What Steps are You Taking to Secure Your Business?
There are an estimated 1.7 million successful ransomware attacks each day.
What if Your Business is Compromised?
It’s easy to hope for the best and assume you will never experience a Cyber Security incident but the fact is Small and Medium Businesses are targeted twice as frequently than larger organizations. This increase in attacks is largely due to smaller businesses not having the same resources and policies in place to defend themselves. With an average cost for a data breach for small businesses exceeding $200,000, it’s easy to see why over half of businesses compromised close their doors within 12 months of an incident. Not only is there the pure financial costs involved in getting their business back up and running but it will take years to re-build the trust of your client.
Suffering a cyber security incident is simply not the kind of advertising any organization wants.
Securing Business Email & Communication
Email is still the single largest security threat for organizations of all size with over 91% of cyberattacks starting with malicious emails or phishing messages. With many workforces now being distributed across multiple locations and work from home being more common, it makes implementing proper security tools and training even more vital.
Generative AI has made creating new phishing emails that are more customized and harder to distinguish easier than ever. Since the launch of ChatGPT, the amount of phishing emails has increased by 1,265%.

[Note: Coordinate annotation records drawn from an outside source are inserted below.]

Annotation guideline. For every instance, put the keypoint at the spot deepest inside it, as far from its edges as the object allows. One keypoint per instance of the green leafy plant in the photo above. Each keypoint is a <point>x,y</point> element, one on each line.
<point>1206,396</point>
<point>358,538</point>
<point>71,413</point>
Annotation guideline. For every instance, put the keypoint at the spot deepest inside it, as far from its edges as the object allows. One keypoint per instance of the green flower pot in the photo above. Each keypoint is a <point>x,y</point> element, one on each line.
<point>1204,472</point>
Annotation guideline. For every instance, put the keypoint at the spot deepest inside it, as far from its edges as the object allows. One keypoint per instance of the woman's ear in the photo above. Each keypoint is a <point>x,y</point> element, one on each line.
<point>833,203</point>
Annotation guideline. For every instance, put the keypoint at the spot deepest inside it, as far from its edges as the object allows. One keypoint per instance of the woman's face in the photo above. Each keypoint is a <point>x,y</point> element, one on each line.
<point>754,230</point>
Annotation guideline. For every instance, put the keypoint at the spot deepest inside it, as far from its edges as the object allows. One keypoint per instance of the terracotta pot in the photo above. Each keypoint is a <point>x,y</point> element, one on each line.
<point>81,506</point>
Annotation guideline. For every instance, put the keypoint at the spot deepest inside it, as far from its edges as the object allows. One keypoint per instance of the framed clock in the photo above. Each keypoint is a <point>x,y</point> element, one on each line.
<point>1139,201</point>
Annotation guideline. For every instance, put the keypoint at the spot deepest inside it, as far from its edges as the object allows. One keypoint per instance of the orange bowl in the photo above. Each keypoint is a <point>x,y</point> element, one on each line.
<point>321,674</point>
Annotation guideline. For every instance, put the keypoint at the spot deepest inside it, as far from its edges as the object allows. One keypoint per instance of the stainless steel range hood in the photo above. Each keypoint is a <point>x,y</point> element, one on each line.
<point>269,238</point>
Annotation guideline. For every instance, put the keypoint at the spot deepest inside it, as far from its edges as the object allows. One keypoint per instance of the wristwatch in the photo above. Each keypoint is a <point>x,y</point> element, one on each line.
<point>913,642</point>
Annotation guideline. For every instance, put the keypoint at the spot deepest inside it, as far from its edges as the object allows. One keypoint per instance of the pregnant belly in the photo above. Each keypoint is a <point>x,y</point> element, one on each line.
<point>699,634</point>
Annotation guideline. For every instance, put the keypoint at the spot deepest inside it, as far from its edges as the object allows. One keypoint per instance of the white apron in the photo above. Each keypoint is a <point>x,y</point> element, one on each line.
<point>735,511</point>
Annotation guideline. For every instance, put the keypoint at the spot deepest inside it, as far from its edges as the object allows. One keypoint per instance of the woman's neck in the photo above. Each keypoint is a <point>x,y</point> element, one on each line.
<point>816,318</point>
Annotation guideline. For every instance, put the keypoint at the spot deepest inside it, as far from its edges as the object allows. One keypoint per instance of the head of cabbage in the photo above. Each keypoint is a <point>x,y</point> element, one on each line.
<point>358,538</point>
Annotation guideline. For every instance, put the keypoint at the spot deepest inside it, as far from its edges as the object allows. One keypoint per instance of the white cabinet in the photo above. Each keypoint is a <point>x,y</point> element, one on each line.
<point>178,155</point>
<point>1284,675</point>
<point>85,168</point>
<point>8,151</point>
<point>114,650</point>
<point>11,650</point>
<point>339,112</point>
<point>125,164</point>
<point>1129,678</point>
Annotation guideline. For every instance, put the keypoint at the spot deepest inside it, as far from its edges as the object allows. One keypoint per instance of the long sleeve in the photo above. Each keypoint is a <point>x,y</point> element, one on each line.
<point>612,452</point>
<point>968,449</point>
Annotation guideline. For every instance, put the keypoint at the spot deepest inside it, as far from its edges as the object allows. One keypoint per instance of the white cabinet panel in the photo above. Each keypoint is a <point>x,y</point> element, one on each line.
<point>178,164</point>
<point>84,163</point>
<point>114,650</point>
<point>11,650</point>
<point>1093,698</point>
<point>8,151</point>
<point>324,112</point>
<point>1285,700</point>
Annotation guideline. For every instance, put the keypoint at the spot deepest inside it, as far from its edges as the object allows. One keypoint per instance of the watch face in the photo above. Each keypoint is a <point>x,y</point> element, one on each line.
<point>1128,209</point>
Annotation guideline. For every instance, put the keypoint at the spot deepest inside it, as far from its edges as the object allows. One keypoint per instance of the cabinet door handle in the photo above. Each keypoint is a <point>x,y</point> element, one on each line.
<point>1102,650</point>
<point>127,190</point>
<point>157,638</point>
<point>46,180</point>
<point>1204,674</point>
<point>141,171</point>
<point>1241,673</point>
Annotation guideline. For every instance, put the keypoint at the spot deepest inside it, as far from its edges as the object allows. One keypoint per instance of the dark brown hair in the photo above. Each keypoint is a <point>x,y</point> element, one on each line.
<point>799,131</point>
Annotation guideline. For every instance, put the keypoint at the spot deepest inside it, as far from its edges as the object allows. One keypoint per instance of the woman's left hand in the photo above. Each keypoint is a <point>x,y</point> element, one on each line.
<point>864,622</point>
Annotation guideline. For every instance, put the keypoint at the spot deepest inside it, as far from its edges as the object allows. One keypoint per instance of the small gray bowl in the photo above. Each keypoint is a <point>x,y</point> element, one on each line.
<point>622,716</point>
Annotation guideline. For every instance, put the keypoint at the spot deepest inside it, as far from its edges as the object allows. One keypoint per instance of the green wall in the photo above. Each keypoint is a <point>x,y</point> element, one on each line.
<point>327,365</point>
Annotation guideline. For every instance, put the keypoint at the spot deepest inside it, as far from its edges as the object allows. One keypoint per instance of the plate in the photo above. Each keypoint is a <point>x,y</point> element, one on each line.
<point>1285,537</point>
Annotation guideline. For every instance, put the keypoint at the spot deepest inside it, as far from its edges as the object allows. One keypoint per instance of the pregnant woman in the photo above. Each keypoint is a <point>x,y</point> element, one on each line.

There are many ways to help reduce the risk of phishing and malicious emails such as tightening spam filtering detection rules and ensuring all necessary mail security protocols such as SPF, DKIM & DMARC are implemented fully. At the end of the day, it’s the human-firewall that’s most effective. Providing ongoing training resources and testing to your team ensures they are aware of the latest threats and that security is always on their mind. At the end of the day phishing emails rely on human behavior to make a mistake due to urgency, embarrassment, confusion or some other emotion.
A simple policy change requiring staff to always confirm significant changes through a second communication method such as in person discussion or phone call is a great way to have them stop, think and remove the urgency many scams rely on.
Ensuring staff have Multifactor Authentication (MFA) configured on all work accounts decreases the risk of them being compromised by 99%. With Office 365 it’s easy to set up conditional access policies that give even more control over who can access what data from which devices and locations.
Securing What You Don’t Know About
How confident are you that you have no accounts still active for staff who are no longer working with you? What about a full list of computers in your network and how quickly security updates are getting applied?
When looking at new security policies or tools, it’s critical to make sure you actually know what needs to be secured. If your company doesn’t maintain an accurate device inventory, list of users and permissions and keep these lists updated then those blind spots get more and more vulnerable over time and the worst part is you won’t even know if they are compromised because you didn’t have documentation on the device or account even existing.
Request a Free CyberSecurity Risk Assessment
Acadian is happy to provide a free, no commitment cybersecurity risk assessment to businesses in the greater Kingston, Belleville and Brockville regions. Your cybersecurity risk assessment will include the following key tests and action items so you can be confident of your current security posture and what steps you may want to take to reduce risk.
- Email Impersonation Report: SPF, DKIM, DMARC testing.
- Business Email Configuration Review: MFA, spam filtering, attachment & link scanning
- Website Security Scan: Host security, SSL encryption & application firewall settings.
- Leaked Credential Report: List of accounts involved in public security breaches.
- Asset Risk Report: Internal network discovery report including device age, operating system and known security vulnerabilities found.
- User Account Review: Report detailing active users and permissions for your business email or domain environment.
- Backup Policy Review & Testing: Test recovery of data from your backup system, review backup policies & report.
Updates: Speed Matters
Over 90% of security incidents are only successful because the targeted systems haven’t installed security updates that are publicly available.
Installing critical security updates as soon as they are available and making sure every device in your organization gets updated is key to staying secure.
All too many people will see the ‘restart to apply updates’ message and ignore it over and over again. We know that ‘now’ is never the right time to restart your computer. A properly implemented Remote Management & Monitoring (RMM) tool makes the process painless by applying these updates automatically outside office hours. This removes the choice from end users and gives you a clear report of device health and security across all your work systems.
Most security breaches today rely on hackers obtaining ‘Persistence’ in your network. This buys them time to scope out you entire network, find the most critical data and launch their attack at a later date. The average hacker spends 24 days in a network before being discovered.